Things My Mama Taught Me

All the good things that I am, came from my parents. The not-so-good? Well, I’ve  managed those things on my own. This morning I was thinking about things my mother taught me. I had never really tried to itemize them, they were just there. To list them would be like trying to draw a diagram of a rose, a petal and a leaf at a time. Separately, they don’t present the whole picture, but when taken together, they make an easily recognizable flower.

First of all, Mama taught by example. I don’t remember that she ever sat me down and told me rules or a list of do’s and don’t’s. But, by living with her and being influenced by her more than by anyone else, I learned. 
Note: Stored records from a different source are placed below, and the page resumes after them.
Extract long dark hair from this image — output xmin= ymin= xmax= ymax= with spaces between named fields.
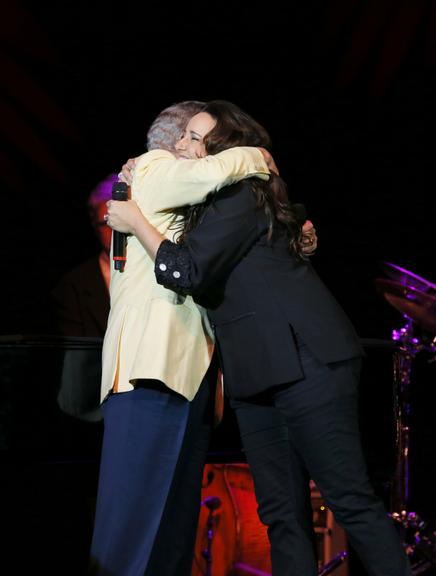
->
xmin=173 ymin=100 xmax=304 ymax=257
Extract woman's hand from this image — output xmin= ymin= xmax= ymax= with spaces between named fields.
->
xmin=105 ymin=198 xmax=165 ymax=261
xmin=300 ymin=220 xmax=317 ymax=255
xmin=105 ymin=199 xmax=144 ymax=235
xmin=118 ymin=157 xmax=137 ymax=185
xmin=258 ymin=147 xmax=279 ymax=175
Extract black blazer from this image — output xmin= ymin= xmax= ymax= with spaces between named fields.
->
xmin=155 ymin=181 xmax=363 ymax=399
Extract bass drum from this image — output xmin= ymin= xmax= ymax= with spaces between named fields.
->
xmin=192 ymin=463 xmax=271 ymax=576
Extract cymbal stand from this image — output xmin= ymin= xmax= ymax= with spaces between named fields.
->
xmin=390 ymin=318 xmax=419 ymax=513
xmin=390 ymin=319 xmax=436 ymax=572
xmin=318 ymin=551 xmax=348 ymax=576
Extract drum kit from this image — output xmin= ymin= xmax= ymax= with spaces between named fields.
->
xmin=375 ymin=262 xmax=436 ymax=575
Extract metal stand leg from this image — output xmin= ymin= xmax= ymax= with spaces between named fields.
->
xmin=201 ymin=496 xmax=221 ymax=576
xmin=389 ymin=321 xmax=436 ymax=573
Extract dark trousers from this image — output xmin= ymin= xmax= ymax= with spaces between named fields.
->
xmin=231 ymin=340 xmax=411 ymax=576
xmin=145 ymin=360 xmax=216 ymax=576
xmin=89 ymin=358 xmax=216 ymax=576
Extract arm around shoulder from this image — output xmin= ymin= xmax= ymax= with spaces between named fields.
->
xmin=155 ymin=182 xmax=266 ymax=295
xmin=134 ymin=147 xmax=270 ymax=212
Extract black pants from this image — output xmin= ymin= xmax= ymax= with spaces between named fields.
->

My mother was a quiet person. She didn’t argue or complain. She laughed a lot and, even when she had few of this world’s goods, she found joy in small things. She loved to whistle. I don’t remember her singing except in church, but I do remember her whistling old tunes.

Mom was honest and trusting. Without mentioning that I shouldn’t lie or steal or be mean to others, I knew that I shouldn’t be. Why? Because that’s the way Mom was. I expected everybody else to be the way my parents were. I found out, to my sorrow, that this wasn’t always true.
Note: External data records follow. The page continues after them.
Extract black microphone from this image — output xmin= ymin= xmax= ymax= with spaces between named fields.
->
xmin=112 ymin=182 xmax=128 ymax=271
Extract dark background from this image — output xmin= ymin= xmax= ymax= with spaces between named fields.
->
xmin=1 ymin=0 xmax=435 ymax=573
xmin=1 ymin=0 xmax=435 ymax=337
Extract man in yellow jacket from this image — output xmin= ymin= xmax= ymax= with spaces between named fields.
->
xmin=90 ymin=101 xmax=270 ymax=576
She taught me to love God. It was just a given, something we children didn’t question–God was our Heavenly Father and He expected us to follow His teachings as set forth in the Bible. All good things, all that was right and wise and beautiful came from God.

Mom taught me to love reading and books. Did she teach me to read? I think so. She taught me by osmosis. She loved to read. I learned that between the covers of those marvelous things called books, I could be somebody else, I could go to interesting places, I could have amazing adventures. 

Not only were swear words off-limits for me, but so was improper grammar usage. Mom didn’t say ain’t. So, I didn’t. Mom didn’t cuss and have temper tantrums, so neither should I.  

Mom moved through life with a quiet grace. Whether mopping a floor, cooking a meal, or working in her garden, she did her best. She also taught me that although I might never have much of this world’s goods, I could properly take care of what I did have and be grateful for it. She taught me to enjoy the day, to expect the best of people, and to always try. Success was in the trying, not the winning. I might not set the world on fire, but I could try to brighten one little corner.

Life and what others value have changed a lot since the time I was a child and Mom was with me. Sometimes, when I hear the filth that spews from people’s mouths, the words that have become commonplace but I would have gotten my mouth washed out for saying, the lies and the selfishness, I wonder what their mamas taught them. Looking back, it seems that she was here only a short time, far too short of a time, but the things that Mama taught me? They’ll stay with me forever.